The pilot proved a tipping point: other product teams, from e‑commerce to digital payments, adopted the same workflow, creating a cross‑functional ecosystem of AI‑enhanced coding.
The Stakes
If AI‑augmented development becomes mainstream, talent demand shifts dramatically. Developers will need to master prompt engineering and model fine‑tuning rather than traditional syntax. Companies that adopt Codex early can reduce hiring costs by 15 % and cut time‑to‑market for new features by up to half.
But there are risks. Over‑reliance on generative models can erode deep technical knowledge. Sea’s strategy includes a “human‑in‑the‑loop” review process, ensuring that code quality and security remain top priorities.
The Divide
Tech giants like Microsoft and Google invest in their own internal code generators, but Sea’s use of an open‑source model like Codex offers distinct advantages. Without licensing fees and with full control over model updates, Sea can tailor the tool to its local developer ecosystem and regulatory environment. Meanwhile, competitors that rely on closed‑source solutions may face higher costs and slower adaptation.
This divergence underscores a broader industry debate: should companies build proprietary AI coding tools or partner with third‑party platforms for speed and flexibility?
What It Means
For businesses in Asia, Codex signals a practical path to rapid iteration. Teams can now prototype in seconds, test in minutes and deliver in weeks. Moreover, the shared knowledge base that arises from collective AI usage can lower onboarding times for new hires.

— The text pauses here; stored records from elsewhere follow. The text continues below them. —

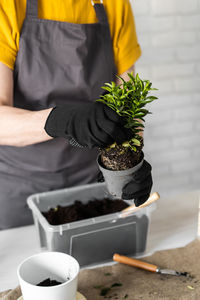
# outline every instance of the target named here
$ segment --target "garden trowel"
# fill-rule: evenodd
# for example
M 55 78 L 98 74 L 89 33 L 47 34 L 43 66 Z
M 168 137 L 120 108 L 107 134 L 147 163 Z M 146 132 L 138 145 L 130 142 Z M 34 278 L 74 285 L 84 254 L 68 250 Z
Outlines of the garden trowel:
M 132 266 L 132 267 L 137 267 L 137 268 L 147 270 L 150 272 L 154 272 L 154 273 L 190 277 L 189 273 L 187 273 L 187 272 L 178 272 L 175 270 L 161 269 L 160 267 L 158 267 L 156 265 L 152 265 L 147 262 L 144 262 L 144 261 L 141 261 L 138 259 L 134 259 L 134 258 L 130 258 L 127 256 L 119 255 L 119 254 L 114 254 L 113 260 L 117 261 L 119 263 L 123 263 L 123 264 L 129 265 L 129 266 Z
M 153 202 L 157 201 L 158 199 L 160 199 L 160 195 L 157 192 L 152 193 L 150 195 L 150 197 L 147 199 L 147 201 L 145 203 L 143 203 L 142 205 L 135 206 L 135 204 L 133 204 L 133 205 L 130 205 L 127 208 L 123 209 L 121 211 L 120 217 L 125 218 L 125 217 L 129 216 L 130 214 L 132 214 L 133 212 L 136 212 L 136 211 L 140 210 L 141 208 L 152 204 Z

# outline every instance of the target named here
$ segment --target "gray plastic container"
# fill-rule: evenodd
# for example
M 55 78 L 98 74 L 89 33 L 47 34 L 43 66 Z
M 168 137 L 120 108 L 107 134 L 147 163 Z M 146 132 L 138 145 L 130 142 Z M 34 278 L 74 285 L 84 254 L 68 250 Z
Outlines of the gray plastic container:
M 27 199 L 42 248 L 75 257 L 81 267 L 112 261 L 114 253 L 139 256 L 146 249 L 150 213 L 154 205 L 122 218 L 120 212 L 96 218 L 50 225 L 41 212 L 57 205 L 70 205 L 75 200 L 87 203 L 93 199 L 113 199 L 105 183 L 31 195 Z

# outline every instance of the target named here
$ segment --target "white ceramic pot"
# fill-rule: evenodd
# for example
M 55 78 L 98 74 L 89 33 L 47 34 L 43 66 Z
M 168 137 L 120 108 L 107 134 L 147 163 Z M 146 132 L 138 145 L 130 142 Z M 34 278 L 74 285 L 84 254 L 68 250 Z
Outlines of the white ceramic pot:
M 144 159 L 133 168 L 122 171 L 113 171 L 106 169 L 101 163 L 101 156 L 98 156 L 97 163 L 99 169 L 103 174 L 107 189 L 113 197 L 122 199 L 122 188 L 132 179 L 132 174 L 139 170 L 143 164 L 143 160 Z
M 17 269 L 24 300 L 75 300 L 80 267 L 75 258 L 61 252 L 43 252 L 25 259 Z M 62 284 L 43 287 L 50 278 Z

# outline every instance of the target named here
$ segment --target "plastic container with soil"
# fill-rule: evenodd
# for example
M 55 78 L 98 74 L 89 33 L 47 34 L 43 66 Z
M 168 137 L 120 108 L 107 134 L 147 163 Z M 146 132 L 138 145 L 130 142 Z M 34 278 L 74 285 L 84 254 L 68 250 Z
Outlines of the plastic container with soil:
M 140 256 L 145 252 L 150 215 L 155 204 L 121 217 L 120 212 L 90 217 L 61 225 L 51 225 L 43 212 L 57 206 L 73 205 L 76 200 L 109 198 L 105 183 L 95 183 L 31 195 L 32 210 L 41 248 L 72 255 L 81 267 L 112 261 L 114 253 Z

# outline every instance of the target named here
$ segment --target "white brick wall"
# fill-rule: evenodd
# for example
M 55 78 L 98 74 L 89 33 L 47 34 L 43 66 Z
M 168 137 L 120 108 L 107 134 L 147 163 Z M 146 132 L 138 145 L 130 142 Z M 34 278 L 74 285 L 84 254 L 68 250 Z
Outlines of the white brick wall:
M 200 0 L 130 0 L 142 57 L 136 72 L 159 89 L 146 119 L 154 190 L 200 189 Z
M 199 8 L 198 0 L 150 0 L 155 16 L 179 15 L 196 13 Z

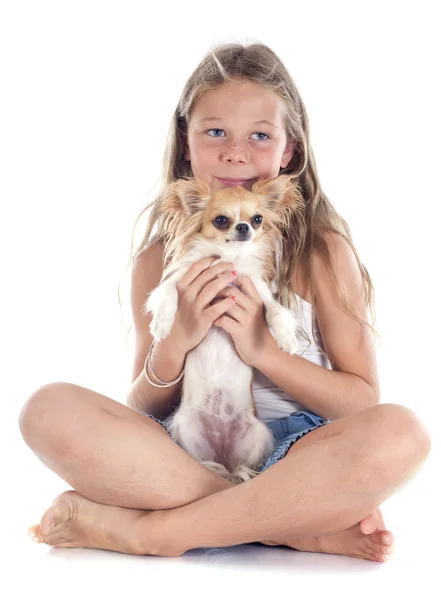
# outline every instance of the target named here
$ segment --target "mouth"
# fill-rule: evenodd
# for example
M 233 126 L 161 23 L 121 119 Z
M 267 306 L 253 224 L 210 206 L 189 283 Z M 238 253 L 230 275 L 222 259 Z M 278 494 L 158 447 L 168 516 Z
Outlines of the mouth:
M 257 178 L 254 178 L 254 179 L 222 179 L 221 177 L 216 177 L 216 179 L 218 179 L 223 185 L 226 185 L 227 187 L 234 187 L 237 185 L 241 186 L 241 185 L 249 184 L 249 183 L 257 180 Z

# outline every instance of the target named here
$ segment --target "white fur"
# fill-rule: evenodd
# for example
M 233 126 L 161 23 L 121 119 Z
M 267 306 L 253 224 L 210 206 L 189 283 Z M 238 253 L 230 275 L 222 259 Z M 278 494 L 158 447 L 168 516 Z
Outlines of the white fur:
M 221 257 L 213 265 L 231 261 L 238 275 L 252 279 L 265 305 L 271 334 L 281 349 L 294 354 L 297 321 L 290 310 L 274 300 L 263 281 L 262 261 L 268 255 L 262 245 L 253 242 L 219 245 L 200 239 L 170 265 L 145 303 L 145 311 L 153 315 L 150 330 L 154 339 L 159 341 L 170 333 L 178 303 L 176 283 L 195 261 L 213 255 Z M 181 403 L 166 421 L 172 439 L 229 481 L 251 479 L 275 446 L 271 430 L 253 413 L 253 368 L 240 359 L 231 336 L 218 327 L 211 327 L 200 344 L 187 353 L 184 368 Z

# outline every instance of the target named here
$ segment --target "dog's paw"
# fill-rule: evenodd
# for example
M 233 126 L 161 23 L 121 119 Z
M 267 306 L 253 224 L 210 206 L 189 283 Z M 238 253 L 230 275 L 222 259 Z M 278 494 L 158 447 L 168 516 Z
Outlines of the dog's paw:
M 204 465 L 204 467 L 207 467 L 207 469 L 213 471 L 213 473 L 216 473 L 216 475 L 220 475 L 224 479 L 228 479 L 230 477 L 230 472 L 228 469 L 224 467 L 224 465 L 221 465 L 217 462 L 212 460 L 203 460 L 201 461 L 201 465 Z
M 241 464 L 226 479 L 237 485 L 245 483 L 245 481 L 250 481 L 254 477 L 257 477 L 257 475 L 259 475 L 258 471 L 247 467 L 245 464 Z
M 284 306 L 276 310 L 270 308 L 266 313 L 266 320 L 278 347 L 288 354 L 295 354 L 299 346 L 296 337 L 298 323 L 292 312 Z
M 166 289 L 159 286 L 153 290 L 147 299 L 145 310 L 152 313 L 150 333 L 156 341 L 163 340 L 170 335 L 177 304 L 178 294 L 176 288 Z
M 150 323 L 150 333 L 159 342 L 170 335 L 174 318 L 166 319 L 163 316 L 154 317 Z

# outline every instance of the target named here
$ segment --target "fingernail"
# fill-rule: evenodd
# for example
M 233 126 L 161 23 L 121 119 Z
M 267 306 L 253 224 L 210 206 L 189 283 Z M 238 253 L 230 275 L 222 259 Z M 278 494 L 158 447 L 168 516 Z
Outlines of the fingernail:
M 232 275 L 237 275 L 237 271 L 231 271 Z

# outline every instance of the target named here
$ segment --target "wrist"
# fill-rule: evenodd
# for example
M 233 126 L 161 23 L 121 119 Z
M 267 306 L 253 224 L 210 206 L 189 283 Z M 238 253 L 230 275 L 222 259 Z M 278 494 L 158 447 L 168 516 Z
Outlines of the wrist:
M 176 359 L 185 359 L 188 348 L 180 339 L 176 339 L 172 335 L 161 340 L 161 346 L 166 349 L 166 354 Z
M 262 371 L 262 368 L 268 363 L 268 360 L 270 360 L 271 355 L 277 350 L 277 348 L 277 342 L 268 329 L 265 340 L 260 345 L 259 352 L 257 353 L 256 358 L 251 366 L 258 371 Z
M 171 342 L 171 343 L 170 343 Z M 145 369 L 156 383 L 170 383 L 177 379 L 185 367 L 185 352 L 170 340 L 170 337 L 154 341 Z M 150 381 L 152 383 L 152 381 Z M 177 382 L 176 382 L 177 383 Z M 154 385 L 152 383 L 152 385 Z

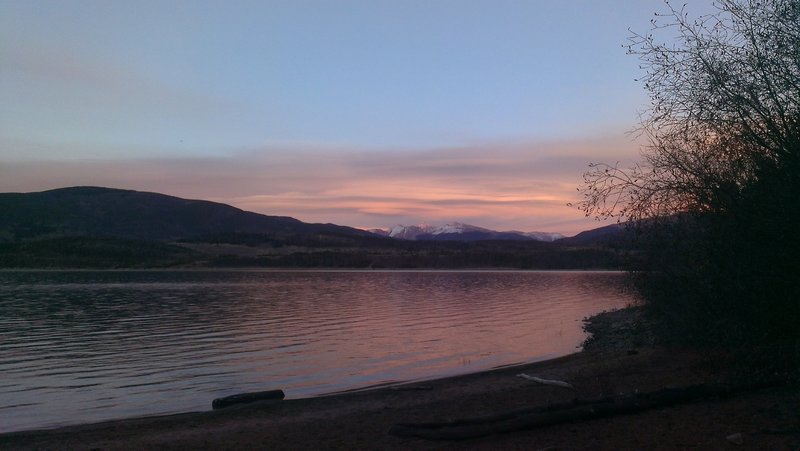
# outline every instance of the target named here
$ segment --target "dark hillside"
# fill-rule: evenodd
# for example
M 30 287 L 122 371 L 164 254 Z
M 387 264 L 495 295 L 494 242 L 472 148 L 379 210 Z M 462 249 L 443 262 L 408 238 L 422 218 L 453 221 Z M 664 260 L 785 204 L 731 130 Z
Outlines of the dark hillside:
M 0 243 L 0 268 L 165 268 L 203 255 L 158 241 L 69 236 Z
M 371 236 L 333 224 L 307 224 L 229 205 L 99 187 L 0 194 L 0 241 L 109 236 L 171 241 L 219 234 Z
M 430 233 L 417 236 L 418 241 L 534 241 L 531 237 L 526 237 L 517 233 L 494 232 L 494 231 L 471 231 L 463 233 L 440 233 L 432 235 Z
M 575 236 L 556 240 L 567 246 L 624 245 L 630 244 L 633 233 L 624 224 L 611 224 L 581 232 Z

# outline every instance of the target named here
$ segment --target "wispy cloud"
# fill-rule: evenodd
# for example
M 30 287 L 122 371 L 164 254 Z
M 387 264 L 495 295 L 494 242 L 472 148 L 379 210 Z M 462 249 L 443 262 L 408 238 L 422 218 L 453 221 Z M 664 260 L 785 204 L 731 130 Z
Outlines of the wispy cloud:
M 597 155 L 631 160 L 636 145 L 622 138 L 427 151 L 270 148 L 224 158 L 8 161 L 0 165 L 0 189 L 101 185 L 359 227 L 464 221 L 573 233 L 596 225 L 566 204 Z
M 2 42 L 0 60 L 0 144 L 4 155 L 18 158 L 64 158 L 64 143 L 74 143 L 80 156 L 129 156 L 131 146 L 139 155 L 205 154 L 215 144 L 236 142 L 235 124 L 260 113 L 58 43 Z

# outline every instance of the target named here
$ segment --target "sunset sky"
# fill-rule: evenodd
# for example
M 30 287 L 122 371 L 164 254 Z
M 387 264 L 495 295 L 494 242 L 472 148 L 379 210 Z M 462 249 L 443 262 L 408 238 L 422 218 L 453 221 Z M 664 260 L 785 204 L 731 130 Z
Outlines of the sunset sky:
M 660 0 L 0 0 L 0 191 L 574 234 Z

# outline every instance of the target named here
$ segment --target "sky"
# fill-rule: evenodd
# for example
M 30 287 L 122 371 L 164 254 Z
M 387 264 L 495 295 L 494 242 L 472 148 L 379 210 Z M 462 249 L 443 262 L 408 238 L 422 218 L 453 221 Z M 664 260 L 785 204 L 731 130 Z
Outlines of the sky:
M 603 225 L 660 0 L 0 0 L 0 192 L 108 186 L 361 228 Z

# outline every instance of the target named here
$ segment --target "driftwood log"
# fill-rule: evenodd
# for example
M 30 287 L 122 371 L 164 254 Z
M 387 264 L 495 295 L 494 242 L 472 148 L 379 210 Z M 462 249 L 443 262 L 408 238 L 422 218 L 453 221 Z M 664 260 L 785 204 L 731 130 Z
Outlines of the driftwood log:
M 569 388 L 569 389 L 575 390 L 575 387 L 572 384 L 570 384 L 569 382 L 557 381 L 555 379 L 542 379 L 541 377 L 531 376 L 531 375 L 525 374 L 525 373 L 519 373 L 519 374 L 517 374 L 517 377 L 521 377 L 523 379 L 527 379 L 529 381 L 536 382 L 537 384 L 552 385 L 554 387 L 564 387 L 564 388 Z
M 211 402 L 213 409 L 222 409 L 235 404 L 246 404 L 256 401 L 265 400 L 282 400 L 286 395 L 283 390 L 268 390 L 254 393 L 240 393 L 238 395 L 226 396 L 224 398 L 217 398 Z
M 520 409 L 484 417 L 439 423 L 397 424 L 389 429 L 389 434 L 397 437 L 415 437 L 429 440 L 466 440 L 559 423 L 623 415 L 703 398 L 730 396 L 738 392 L 773 385 L 776 385 L 776 383 L 736 386 L 701 384 L 684 388 L 667 388 L 618 398 L 575 399 L 562 404 Z

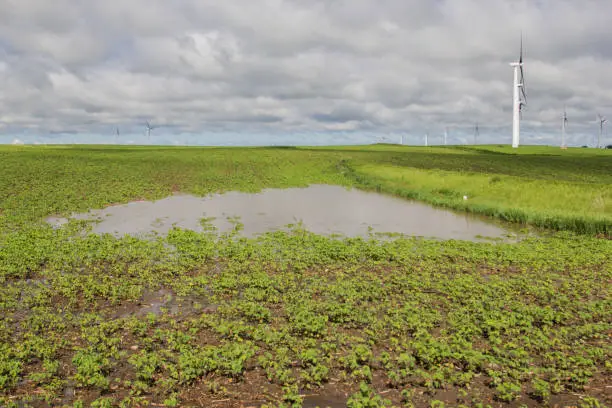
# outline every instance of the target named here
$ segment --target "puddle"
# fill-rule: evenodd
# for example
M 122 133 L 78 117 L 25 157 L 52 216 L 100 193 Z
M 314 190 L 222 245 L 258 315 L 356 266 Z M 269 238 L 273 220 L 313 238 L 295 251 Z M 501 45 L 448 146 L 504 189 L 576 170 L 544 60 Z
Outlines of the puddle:
M 146 290 L 137 303 L 128 303 L 115 308 L 113 317 L 147 316 L 149 313 L 155 316 L 165 313 L 184 317 L 194 313 L 214 313 L 216 309 L 216 305 L 208 304 L 201 297 L 177 296 L 168 289 Z
M 131 314 L 135 316 L 146 316 L 149 313 L 153 313 L 155 316 L 160 316 L 163 307 L 169 314 L 174 315 L 178 313 L 179 309 L 179 305 L 174 295 L 167 289 L 160 289 L 157 292 L 145 292 L 140 303 L 142 307 Z
M 299 222 L 317 234 L 348 237 L 368 237 L 374 232 L 480 240 L 505 238 L 510 234 L 493 222 L 473 215 L 331 185 L 268 189 L 256 194 L 228 192 L 207 197 L 180 194 L 155 202 L 138 201 L 92 210 L 72 218 L 97 220 L 93 232 L 117 237 L 164 235 L 174 225 L 201 232 L 203 219 L 209 220 L 218 232 L 228 232 L 234 228 L 232 218 L 243 225 L 241 234 L 249 237 L 287 229 L 289 224 Z M 47 222 L 59 227 L 67 220 L 49 217 Z

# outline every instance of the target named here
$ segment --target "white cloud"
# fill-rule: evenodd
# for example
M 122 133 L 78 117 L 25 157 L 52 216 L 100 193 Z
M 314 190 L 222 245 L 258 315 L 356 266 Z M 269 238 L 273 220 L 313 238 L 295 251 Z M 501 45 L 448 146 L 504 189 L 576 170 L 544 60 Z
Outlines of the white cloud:
M 158 141 L 307 142 L 337 130 L 420 140 L 445 125 L 469 136 L 478 121 L 483 141 L 508 142 L 521 30 L 524 140 L 557 137 L 563 105 L 578 144 L 597 112 L 612 116 L 607 0 L 0 0 L 0 10 L 5 135 L 113 142 L 118 125 L 138 143 L 149 119 L 166 125 Z

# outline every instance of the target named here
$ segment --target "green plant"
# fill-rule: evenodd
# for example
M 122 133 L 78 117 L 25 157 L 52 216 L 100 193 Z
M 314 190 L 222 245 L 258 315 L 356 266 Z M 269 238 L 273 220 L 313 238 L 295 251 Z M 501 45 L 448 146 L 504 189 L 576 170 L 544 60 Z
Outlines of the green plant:
M 588 397 L 588 396 L 584 397 L 584 399 L 580 403 L 580 408 L 599 408 L 599 407 L 601 407 L 601 404 L 599 403 L 599 400 L 594 397 Z
M 364 382 L 359 383 L 359 391 L 351 395 L 346 402 L 348 408 L 381 408 L 391 405 L 391 401 L 376 395 Z
M 548 401 L 550 397 L 550 384 L 544 380 L 535 378 L 531 382 L 533 388 L 533 396 L 540 401 Z
M 94 386 L 107 389 L 109 380 L 106 377 L 110 360 L 103 355 L 82 350 L 75 354 L 72 363 L 76 366 L 75 381 L 84 386 Z
M 511 402 L 518 398 L 521 386 L 511 382 L 503 382 L 496 388 L 496 398 L 500 401 Z
M 164 405 L 167 407 L 178 407 L 180 401 L 176 394 L 173 394 L 164 400 Z

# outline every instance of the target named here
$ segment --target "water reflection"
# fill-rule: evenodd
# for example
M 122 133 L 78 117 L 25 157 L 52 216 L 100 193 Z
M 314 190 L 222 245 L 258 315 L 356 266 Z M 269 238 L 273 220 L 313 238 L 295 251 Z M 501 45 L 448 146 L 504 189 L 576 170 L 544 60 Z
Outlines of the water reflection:
M 243 224 L 242 234 L 246 236 L 285 229 L 288 224 L 300 221 L 304 228 L 318 234 L 350 237 L 366 237 L 376 232 L 475 240 L 507 234 L 500 227 L 468 214 L 331 185 L 268 189 L 256 194 L 173 195 L 155 202 L 131 202 L 73 216 L 98 219 L 94 232 L 116 236 L 165 234 L 173 225 L 202 231 L 204 218 L 219 232 L 227 232 L 234 226 L 233 217 Z M 48 221 L 58 225 L 65 222 L 64 219 Z

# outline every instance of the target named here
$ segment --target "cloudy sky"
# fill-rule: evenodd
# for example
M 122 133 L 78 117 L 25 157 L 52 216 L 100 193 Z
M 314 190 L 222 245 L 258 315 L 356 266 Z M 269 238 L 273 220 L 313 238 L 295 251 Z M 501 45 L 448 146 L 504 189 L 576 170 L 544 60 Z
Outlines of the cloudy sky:
M 0 143 L 593 144 L 610 0 L 0 0 Z M 116 136 L 115 127 L 120 134 Z M 612 129 L 606 142 L 612 143 Z

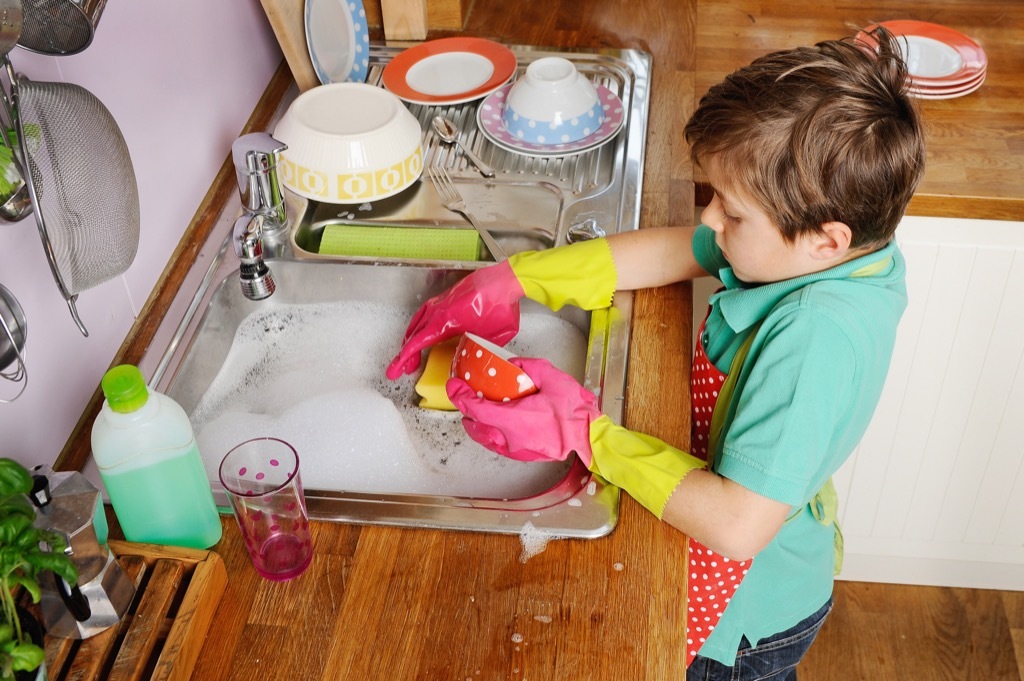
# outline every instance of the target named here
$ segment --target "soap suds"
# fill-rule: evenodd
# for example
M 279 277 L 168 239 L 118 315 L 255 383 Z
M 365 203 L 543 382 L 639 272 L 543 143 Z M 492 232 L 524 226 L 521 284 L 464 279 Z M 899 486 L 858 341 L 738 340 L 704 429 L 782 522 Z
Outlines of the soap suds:
M 541 530 L 534 526 L 529 520 L 523 524 L 519 532 L 519 541 L 523 544 L 523 551 L 519 554 L 519 562 L 525 563 L 538 553 L 543 553 L 548 547 L 548 542 L 557 537 L 547 530 Z
M 506 459 L 467 437 L 458 412 L 418 407 L 417 375 L 387 380 L 411 313 L 346 301 L 268 306 L 245 318 L 191 414 L 210 480 L 231 447 L 260 436 L 295 446 L 307 489 L 502 499 L 561 480 L 568 463 Z M 582 378 L 579 329 L 544 313 L 524 313 L 521 329 L 513 353 Z

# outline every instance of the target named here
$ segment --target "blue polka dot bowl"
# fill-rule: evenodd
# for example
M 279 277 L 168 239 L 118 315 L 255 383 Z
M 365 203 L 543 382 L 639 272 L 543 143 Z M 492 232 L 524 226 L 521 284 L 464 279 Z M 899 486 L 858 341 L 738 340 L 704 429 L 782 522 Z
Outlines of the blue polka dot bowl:
M 505 130 L 530 144 L 577 142 L 594 134 L 604 117 L 594 85 L 561 57 L 532 62 L 501 112 Z

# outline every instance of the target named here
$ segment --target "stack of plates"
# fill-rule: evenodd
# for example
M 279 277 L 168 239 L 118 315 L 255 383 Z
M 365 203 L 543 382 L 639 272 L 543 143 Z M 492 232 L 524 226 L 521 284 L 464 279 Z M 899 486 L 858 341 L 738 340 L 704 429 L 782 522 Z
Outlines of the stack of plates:
M 500 43 L 483 38 L 440 38 L 395 55 L 384 67 L 381 81 L 385 89 L 410 104 L 447 106 L 483 99 L 477 109 L 477 127 L 488 141 L 516 154 L 573 156 L 605 144 L 622 129 L 626 113 L 622 100 L 598 85 L 605 121 L 593 134 L 564 144 L 517 139 L 501 121 L 517 66 L 515 54 Z
M 910 71 L 912 97 L 963 97 L 985 82 L 988 67 L 985 50 L 963 33 L 924 21 L 884 21 L 881 25 L 889 29 L 900 44 Z M 863 31 L 857 38 L 869 45 L 874 42 Z

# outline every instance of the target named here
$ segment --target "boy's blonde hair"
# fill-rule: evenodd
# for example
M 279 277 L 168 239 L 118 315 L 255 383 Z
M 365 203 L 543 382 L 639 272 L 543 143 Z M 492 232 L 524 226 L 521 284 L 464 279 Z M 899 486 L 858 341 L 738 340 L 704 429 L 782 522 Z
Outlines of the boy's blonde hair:
M 884 28 L 775 52 L 711 88 L 686 124 L 694 163 L 713 163 L 788 241 L 846 223 L 852 247 L 880 247 L 924 172 L 908 74 Z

The model’s open‑AI licence also means that local developers can experiment with fine‑tuning on niche datasets—an opportunity to create custom AI assistants that understand regional coding conventions and domain‑specific vocabularies.
The Bigger Picture
Agentic software development, where models act like collaborative partners, is no longer a speculative future. Sea’s deployment demonstrates that organisations can embed AI into every stage of the development cycle, from ideation to deployment. This trend foreshadows a market where software is built as an iterative dialogue between human and machine.
Conclusion & CTA
In short, Codex is transforming how Sea and its peers develop software: faster, more collaborative and more adaptive. The next wave will likely see AI‑first products emerging from regions previously lagging in tech innovation.